Il débarque en 1949 à Saint-Calais, petit village de l'Ouest de la France qui le célèbre aujourd'hui comme l'un des siens et où lui-même a lancé en 1998 un festival "Soirs au village ", et s'inscrit au lycée de Chartres où il se frotte à la mandoline puis au piano, avant de découvrir plus tard le saxophone.

Pui il prend son envol dans la capitale belge où il rencontre Kabasélé, alias grand Kallé, et fait la connaissance d'un ex-mannequin,  Coco,  qui deviendra son épouse.

   
Un voyage à travers  d'innombrables univers musicaux

Ce magicien du son a la particularité de s'adapter à l'air du temps, surfant sur les influences contemporaines du rap en fusion avec le jazz, le blues, le soul, le folk, le rock, et bien d'autres musiques.

Sa musique, baptisée "soul makossa" par le show-business se fait l'écho de ces standards musicaux qui ont jalonné la carrière de ce multi-instrumentiste et véritable métronome.

Aux yeux des amateurs, "Gon Clear " est son disque le plus abouti. Il fut enregistré dès 1979 pour partie en Jamaïque où il rencontra Bob Marley et pour partie à New-York puis il fut  mixé à Londres, avec la participation des célèbres Robbie Shakespeare, Sly Dunbar, Geoffrey Chung, Willie Lindo, Ansel Collins, Randy Guthrie et Ullanda Mac Cullouch.

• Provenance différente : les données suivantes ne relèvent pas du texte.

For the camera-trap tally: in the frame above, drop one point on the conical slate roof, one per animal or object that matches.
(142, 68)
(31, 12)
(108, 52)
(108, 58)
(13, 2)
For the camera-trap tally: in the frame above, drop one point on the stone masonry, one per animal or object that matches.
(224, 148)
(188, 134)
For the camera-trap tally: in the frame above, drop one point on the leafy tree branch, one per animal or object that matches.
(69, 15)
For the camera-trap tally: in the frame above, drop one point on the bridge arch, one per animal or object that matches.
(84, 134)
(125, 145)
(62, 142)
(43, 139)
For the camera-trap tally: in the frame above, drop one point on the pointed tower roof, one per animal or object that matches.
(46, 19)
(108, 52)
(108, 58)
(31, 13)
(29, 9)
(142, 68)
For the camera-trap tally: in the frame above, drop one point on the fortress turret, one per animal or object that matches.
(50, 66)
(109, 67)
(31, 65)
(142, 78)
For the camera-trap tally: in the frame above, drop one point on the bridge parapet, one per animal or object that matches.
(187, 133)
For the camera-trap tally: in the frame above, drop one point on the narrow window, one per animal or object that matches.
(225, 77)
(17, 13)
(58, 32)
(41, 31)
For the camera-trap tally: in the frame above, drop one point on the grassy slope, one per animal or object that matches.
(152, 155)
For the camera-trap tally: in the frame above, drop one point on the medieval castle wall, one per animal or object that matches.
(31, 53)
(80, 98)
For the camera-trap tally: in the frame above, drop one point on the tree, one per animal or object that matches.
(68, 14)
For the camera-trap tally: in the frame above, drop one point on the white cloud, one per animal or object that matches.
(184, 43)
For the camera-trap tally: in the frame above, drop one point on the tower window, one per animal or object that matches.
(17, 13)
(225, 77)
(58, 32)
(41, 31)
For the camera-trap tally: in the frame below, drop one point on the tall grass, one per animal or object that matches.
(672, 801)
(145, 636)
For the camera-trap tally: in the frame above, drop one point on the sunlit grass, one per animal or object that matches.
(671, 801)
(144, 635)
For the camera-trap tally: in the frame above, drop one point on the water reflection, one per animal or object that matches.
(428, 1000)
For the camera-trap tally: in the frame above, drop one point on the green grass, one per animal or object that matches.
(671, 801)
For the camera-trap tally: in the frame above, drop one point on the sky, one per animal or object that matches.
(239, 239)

Cet album vient d'être réédité sous le titre "Choc'n Soul" et sera dans les bacs fin mai 2010.

"Il y a aussi un album ("CubAfrica", sorti en 1998) que j'ai fait avec Cuarteto Patria, les gens de Buena Vista, qui reste un de mes plus beaux souvenirs et un de mes disques préférés, même s'il n'a pas eu une longue carrière, parce que la maison de disque a fait faillite."

En dehors de son pays où il a dirigé l'orchestre de la police et participé à la création de l'Orchestre national, le Grand Manu, comme l'appellent ses fans, a partagé ses expériences avec l'orchestre de la Radio-Télévision ivoirienne de 1975 à 1979 à Abidjan, à l'invitation du président Félix Houphouët-Boigny.

"Quand je suis trop longtemps dans un endroit, je sens qu'il est temps de partir et de recommencer"

Le tour du monde, il l'a fait en globe-trotter. Et pourtant, il reste sur sa faim: "j'aurais bien voulu aller jouer à Cuba, ça ne s'est jamais arrangé", regrette-t-il.

Pour lui, Cuba "c'est quand même très fort, côté culturel... C'est des gens qui ont une histoire, une identité forte, ils n'ont pas été avalés par les Américains, malgré la Baie des cochons. La musique latino, c'est eux qui donnent le tempo. Et puis, il y a la musique savante cubaine. Quand tu as affaire à des gens comme Chucho Valdés, c'est la virtuosité au maximum".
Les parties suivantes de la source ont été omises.